Y en esta tarea dichos poderes legislativos tendrían, desde luego, que ser secundados de manera eficaz por las Administraciones, y, evidentemente, por el Tribunal Constitucional y por los Órganos integrantes del Poder Judicial, actores todos ellos que, como posteriormente recojo con más detalle, tampoco han contribuido en España a alcanzar este imprescindible objetivo, como ha reconocido HUELIN MARTÍNEZ DE VELASCO (2013), acreditado Magistrado del Tribunal Supremo que fue, cuando escribió, refiriéndose al artículo 31 de la Constitución, que:

“Tengo la impresión de que nuestros tribunales, encabezados por el Constitucional, desde siempre han amortiguado sus efectos y han embridado las potenciales consecuencias que pudieran derivarse de su recto entendimiento”.
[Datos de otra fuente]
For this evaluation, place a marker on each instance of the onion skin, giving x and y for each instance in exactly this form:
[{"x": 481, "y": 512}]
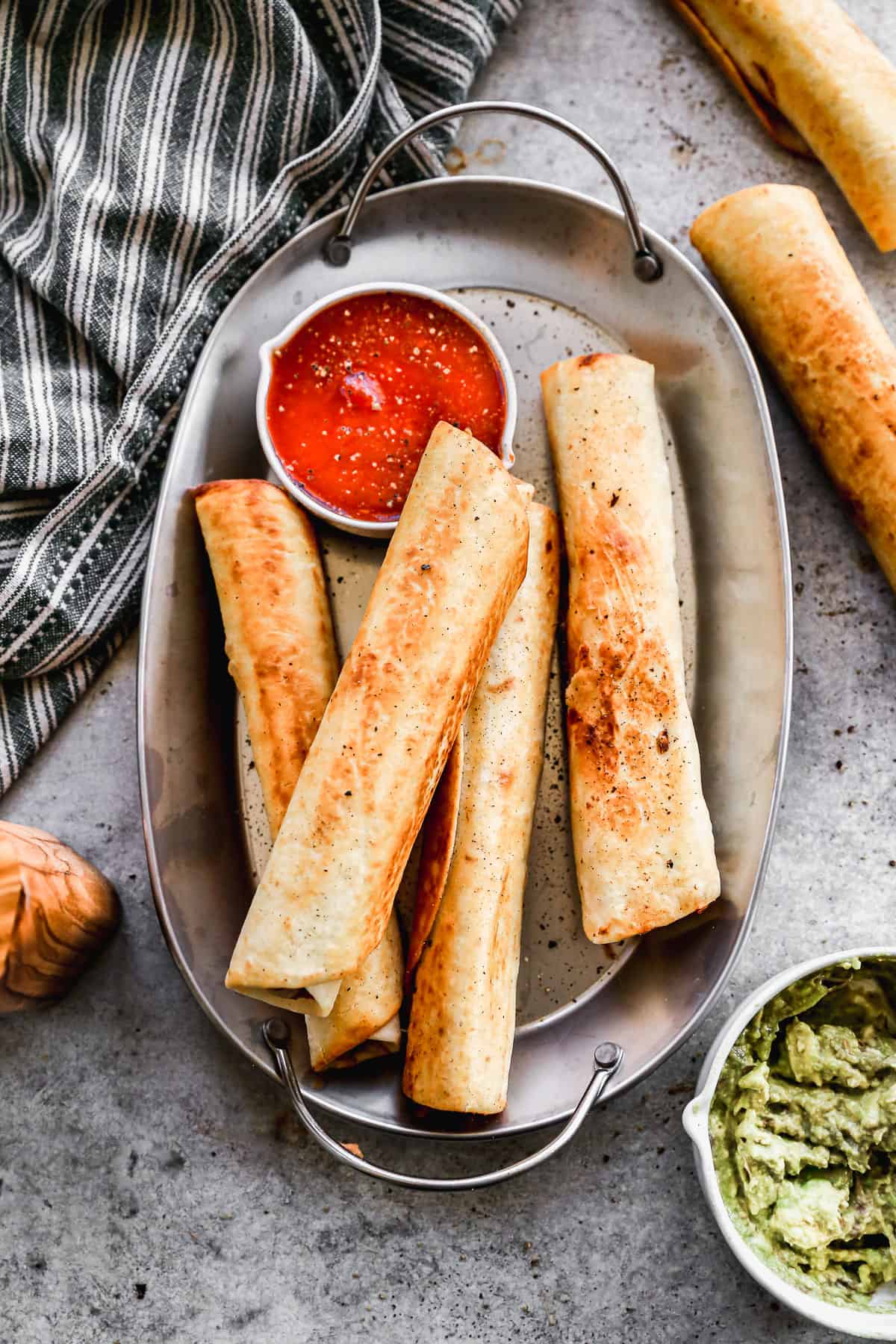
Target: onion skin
[{"x": 57, "y": 912}]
Mientras esta forma de obrar no se corrija adecuadamente bien puede afirmarse, parafraseando a LUIGI PIRANDELLO, que los principios tributarios de los apartados 1 y 3 del artículo 31 de la Constitución son seis personajes en busca de autores que los saquen de su letargo y de la vida mortecina y lánguida en la que ahora se ven sumidos; sin sombra, como Peter Schlemihl, el personaje de CHAMISSO, solo que en este caso esta falta no se debe obviamente a ellos mismos, sino a la desidia, al desinterés o a su desconocimiento interesado de muchos de los que tendrían que haberlos defendido, y que, por el contrario, solo han contribuido a su hundimiento y decadencia.

Espero que puedan llegar a existir quienes se encarguen de sacar del foso en el que se hallan sumidos a los principios de justicia tributaria. Yo, desde luego, no soy uno de ellos. No tengo conocimientos ni fuerzas para tan enorme tarea.

Remedando a Elizabeth Costello, la extravagante y desencantada anciana creada por COETZEE, lo único que quiero hacer es no quedarme callado. Denunciar, en suma. Y para ello algunas cosas las exageraré, si bien casi siempre diré la verdad, siguiendo las pautas que se marcan al comienzo de Las aventuras de Huckleberry Finn.